Certainly, the system thus described would need to be of immense complexity, and no three-particle system would suffice to furnish all of these purposes. Therefore, no system of three particles, or even three million of them, has ever been observed to be alive. However, let us examine a typical human being whose body has about 1028 atoms in it, which, for all purposes of macroscopic analysis, can be considered fundamental discrete particles. Might it not be possible for a system of 1028 particles to be arranged in such a manner as to facilitate adequate and long-term responses to a multitude of external forces that would attempt to disrupt the system and its processes? Of course, not every system of 1028 particles will necessarily suffice for this purpose, as the spatial arrangement of specific particles in the proximity of specific others is essential to the functions such a system would need to undertake in order to be deemed alive. (For example, not every way that A pushes B will guarantee that B will come into contact with C.) Furthermore, the particles themselves and their specific natures are also crucial in determining the adequacy of the system for sustaining itself. The human body possesses an unparalleled diversity of atoms and molecules in it, many types of which are compartmentalized into particular cells, tissues, and organs so as to be more effectively devoted to the purpose with which they are most commensurate. A large metal ball, however, though it might even have more particles in it than a human body, is still inert matter, because its constituent elements are not diverse enough to facilitate the complex functions necessary for the metal ball to be able to resist external forces that preclude it from sustaining its activities indefinitely and on its own.

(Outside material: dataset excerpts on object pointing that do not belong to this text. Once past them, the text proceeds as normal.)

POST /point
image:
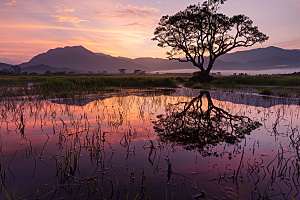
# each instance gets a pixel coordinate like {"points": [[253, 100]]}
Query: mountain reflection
{"points": [[199, 123]]}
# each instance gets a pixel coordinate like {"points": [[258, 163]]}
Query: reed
{"points": [[257, 80]]}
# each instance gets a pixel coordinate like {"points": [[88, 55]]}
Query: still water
{"points": [[140, 145]]}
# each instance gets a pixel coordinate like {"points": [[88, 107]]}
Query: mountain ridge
{"points": [[78, 58]]}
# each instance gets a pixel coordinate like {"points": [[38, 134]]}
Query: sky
{"points": [[123, 27]]}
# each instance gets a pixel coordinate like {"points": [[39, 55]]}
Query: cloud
{"points": [[68, 18], [61, 10], [64, 17], [13, 2], [128, 11], [141, 23]]}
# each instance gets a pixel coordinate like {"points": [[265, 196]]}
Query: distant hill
{"points": [[260, 54], [79, 58], [256, 59], [43, 68], [4, 66]]}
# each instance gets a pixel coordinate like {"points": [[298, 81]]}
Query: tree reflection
{"points": [[198, 124]]}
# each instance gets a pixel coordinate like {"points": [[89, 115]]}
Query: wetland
{"points": [[177, 143]]}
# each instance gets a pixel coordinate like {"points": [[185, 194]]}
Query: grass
{"points": [[257, 80], [266, 91], [69, 86], [201, 86]]}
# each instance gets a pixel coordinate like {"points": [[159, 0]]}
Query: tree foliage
{"points": [[201, 34], [16, 69]]}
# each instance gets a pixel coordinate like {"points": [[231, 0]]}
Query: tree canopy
{"points": [[202, 34]]}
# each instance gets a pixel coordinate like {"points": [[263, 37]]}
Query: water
{"points": [[282, 70], [111, 146]]}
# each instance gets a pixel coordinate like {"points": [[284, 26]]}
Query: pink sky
{"points": [[123, 27]]}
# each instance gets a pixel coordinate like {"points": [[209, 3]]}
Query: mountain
{"points": [[79, 58], [4, 66], [43, 68]]}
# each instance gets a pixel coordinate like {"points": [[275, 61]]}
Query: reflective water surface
{"points": [[142, 145]]}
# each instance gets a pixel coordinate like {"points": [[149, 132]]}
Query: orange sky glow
{"points": [[123, 27]]}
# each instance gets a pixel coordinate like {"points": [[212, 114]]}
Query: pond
{"points": [[181, 144]]}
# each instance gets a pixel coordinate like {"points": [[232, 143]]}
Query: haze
{"points": [[123, 27]]}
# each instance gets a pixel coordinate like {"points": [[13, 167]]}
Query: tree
{"points": [[16, 69], [122, 71], [201, 34], [137, 71]]}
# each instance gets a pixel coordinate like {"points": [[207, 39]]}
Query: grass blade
{"points": [[238, 196]]}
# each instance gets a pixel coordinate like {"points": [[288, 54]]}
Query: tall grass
{"points": [[258, 80], [68, 86]]}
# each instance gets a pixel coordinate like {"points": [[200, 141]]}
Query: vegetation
{"points": [[258, 80], [201, 86], [266, 91], [201, 30], [70, 86]]}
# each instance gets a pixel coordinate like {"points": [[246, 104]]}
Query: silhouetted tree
{"points": [[201, 34], [137, 71], [48, 72], [16, 69], [197, 124], [122, 71]]}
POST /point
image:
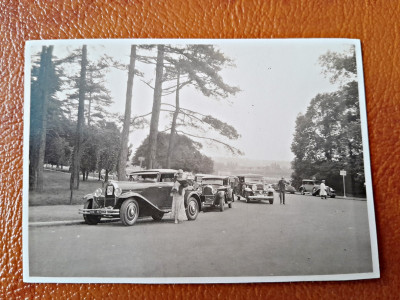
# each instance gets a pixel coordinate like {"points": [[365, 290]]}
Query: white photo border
{"points": [[194, 280]]}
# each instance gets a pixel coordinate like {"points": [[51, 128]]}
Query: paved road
{"points": [[308, 236]]}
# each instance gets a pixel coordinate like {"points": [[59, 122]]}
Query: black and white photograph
{"points": [[196, 161]]}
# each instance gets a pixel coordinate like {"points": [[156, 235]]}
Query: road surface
{"points": [[308, 236]]}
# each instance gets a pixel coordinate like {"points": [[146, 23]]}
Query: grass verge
{"points": [[56, 190]]}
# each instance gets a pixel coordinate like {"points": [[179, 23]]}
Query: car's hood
{"points": [[130, 185]]}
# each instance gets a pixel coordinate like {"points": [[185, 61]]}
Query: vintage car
{"points": [[217, 191], [148, 193], [288, 188], [312, 186], [308, 186], [252, 188], [330, 192]]}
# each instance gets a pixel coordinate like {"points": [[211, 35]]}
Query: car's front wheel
{"points": [[90, 219], [221, 204], [129, 212], [247, 197], [157, 216], [314, 192], [192, 209]]}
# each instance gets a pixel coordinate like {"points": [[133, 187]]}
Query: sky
{"points": [[277, 78]]}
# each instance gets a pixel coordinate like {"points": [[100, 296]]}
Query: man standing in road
{"points": [[281, 187], [322, 190]]}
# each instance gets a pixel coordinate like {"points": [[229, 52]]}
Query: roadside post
{"points": [[343, 173], [141, 159]]}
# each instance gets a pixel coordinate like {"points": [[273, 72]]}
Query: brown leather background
{"points": [[376, 23]]}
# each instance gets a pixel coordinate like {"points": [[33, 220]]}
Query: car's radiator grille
{"points": [[207, 190]]}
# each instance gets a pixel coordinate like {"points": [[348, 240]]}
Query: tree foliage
{"points": [[186, 154], [327, 137]]}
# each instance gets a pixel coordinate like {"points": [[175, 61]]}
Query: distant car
{"points": [[288, 188], [330, 192], [309, 186], [252, 188], [217, 191], [148, 193]]}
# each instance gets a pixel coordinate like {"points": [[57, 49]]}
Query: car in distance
{"points": [[147, 193], [217, 191], [288, 188], [330, 192], [312, 186], [252, 188], [308, 186]]}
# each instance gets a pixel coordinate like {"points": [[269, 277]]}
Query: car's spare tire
{"points": [[192, 209], [90, 219], [129, 212]]}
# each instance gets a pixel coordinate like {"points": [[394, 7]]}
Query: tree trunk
{"points": [[106, 176], [44, 86], [173, 125], [79, 128], [155, 116], [128, 107]]}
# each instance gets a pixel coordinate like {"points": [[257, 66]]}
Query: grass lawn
{"points": [[56, 190]]}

How, one might ask, is it possible to have constituents which are inert matter add up to a system that is not, i.e., a system that is alive? Would that not imply that the whole needs to be greater than the sum of its parts, or any other sort of creation ex nihilo? But this is not at all the case. One of the parts that constitutes the whole in this system is the sum of the spatial relationships among the various cells, tissues, and organs of the body. By themselves, the cells, tissues, and organs are indeed inert in most cases, as they do not exhibit the necessary spatial and motional relationships to other cells, tissues, and organs. When they do exhibit such relationships, however, another factor has been added into the equation, which makes the sum of its parts precisely equal to the sum of its parts, i.e., a living system.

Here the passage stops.